Non-Cognitive Variable Assessment

Our Noncognitive Variable Assessment (NVA) is a university-wide initiative designed to assess how we can best support incoming students. This assessment measures several "non-academic" factors that have been proven to connect to college success. Scores from the assessment will be used to proactively refer students to campus resources and to help us as a university understand what we can do in the future to best support our students.

All incoming freshmen will be asked to complete the NVA prior to arriving on campus. The assessment is made of up 26 multiple choice questions and measures eight different variables. The variables being measured have been empirically shown to connect to student success, based on decades of research by Dr. William Sedlacek. For more information about the NVA, click one of the links to the right or contact the CLC at


What are the Variables?

The eight noncognitive variables being measured were identified by Dr. William Sedlacek. His research has shown these eight variables to be predictive of student success. (The following definitions have been directly quoted from Sedlacek’s 2017 book, Measuring Noncognitive Variables: Improving Admissions, Success, and Retention for Underrepresented Students)

Positive self-concept - The student demonstrates confidence, strength of character, determination, and independence.

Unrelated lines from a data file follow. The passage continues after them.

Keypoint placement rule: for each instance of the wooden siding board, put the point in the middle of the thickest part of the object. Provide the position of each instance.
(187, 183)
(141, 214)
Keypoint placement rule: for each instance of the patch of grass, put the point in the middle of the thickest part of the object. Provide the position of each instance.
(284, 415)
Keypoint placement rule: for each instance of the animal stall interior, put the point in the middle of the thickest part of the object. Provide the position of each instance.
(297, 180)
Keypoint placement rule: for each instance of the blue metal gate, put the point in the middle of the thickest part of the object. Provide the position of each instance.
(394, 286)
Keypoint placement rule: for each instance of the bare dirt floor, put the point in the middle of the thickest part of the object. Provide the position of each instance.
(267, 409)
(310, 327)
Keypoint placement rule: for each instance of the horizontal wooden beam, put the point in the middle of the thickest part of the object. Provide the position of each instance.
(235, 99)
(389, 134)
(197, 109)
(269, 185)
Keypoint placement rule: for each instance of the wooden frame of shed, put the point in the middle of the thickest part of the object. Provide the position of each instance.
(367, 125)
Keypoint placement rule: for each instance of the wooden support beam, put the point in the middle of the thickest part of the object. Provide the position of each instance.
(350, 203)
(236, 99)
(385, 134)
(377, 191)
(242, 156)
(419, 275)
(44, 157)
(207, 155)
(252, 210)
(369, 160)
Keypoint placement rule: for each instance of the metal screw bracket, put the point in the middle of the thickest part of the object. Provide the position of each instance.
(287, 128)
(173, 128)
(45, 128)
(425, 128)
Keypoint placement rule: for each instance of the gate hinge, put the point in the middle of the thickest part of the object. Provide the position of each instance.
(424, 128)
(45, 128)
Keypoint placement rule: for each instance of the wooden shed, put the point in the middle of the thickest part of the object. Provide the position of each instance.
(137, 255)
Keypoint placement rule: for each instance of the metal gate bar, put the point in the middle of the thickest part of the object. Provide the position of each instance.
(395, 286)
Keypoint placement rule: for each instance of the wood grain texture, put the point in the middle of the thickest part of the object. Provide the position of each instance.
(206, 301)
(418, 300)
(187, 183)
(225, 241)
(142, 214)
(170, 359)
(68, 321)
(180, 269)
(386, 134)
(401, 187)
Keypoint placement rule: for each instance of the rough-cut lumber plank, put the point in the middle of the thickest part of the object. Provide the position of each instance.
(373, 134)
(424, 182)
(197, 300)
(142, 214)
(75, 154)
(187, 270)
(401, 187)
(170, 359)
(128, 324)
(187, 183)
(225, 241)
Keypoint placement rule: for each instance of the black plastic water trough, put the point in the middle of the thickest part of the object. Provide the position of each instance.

Realistic self-appraisal - The student recognizes and accepts any strengths and deficiencies, especially academic, and works hard at self-development. The student recognizes the need to broaden his or her individuality.

Understands and knows how to navigate the system and racism - The student exhibits a realistic view of the system based on his or her personal experiences, is committed to improving the existing system, and takes an assertive approach to dealing with existing wrongs but is not hostile to society or a “cop-out.” The student is able to handle the system and any “isms” he or she might experience.

Prefers long-range goals to short-term or immediate needs - The student is able to respond to deferred gratification, plan ahead, and set goals.

Availability of a strong support person - The student seeks and takes advantage of a strong support network or has someone to turn to in a crisis or for encouragement.

Successful leadership experience - The student demonstrates strong leadership in any area of his or her background (e.g., church, sports, non-educational groups, gangs).

Demonstrated community service - The student participates in and is involved with his or her community.

Knowledge acquired in or about a field (nontraditional learning) - The student acquires knowledge in sustained and/or culturally related ways in any field.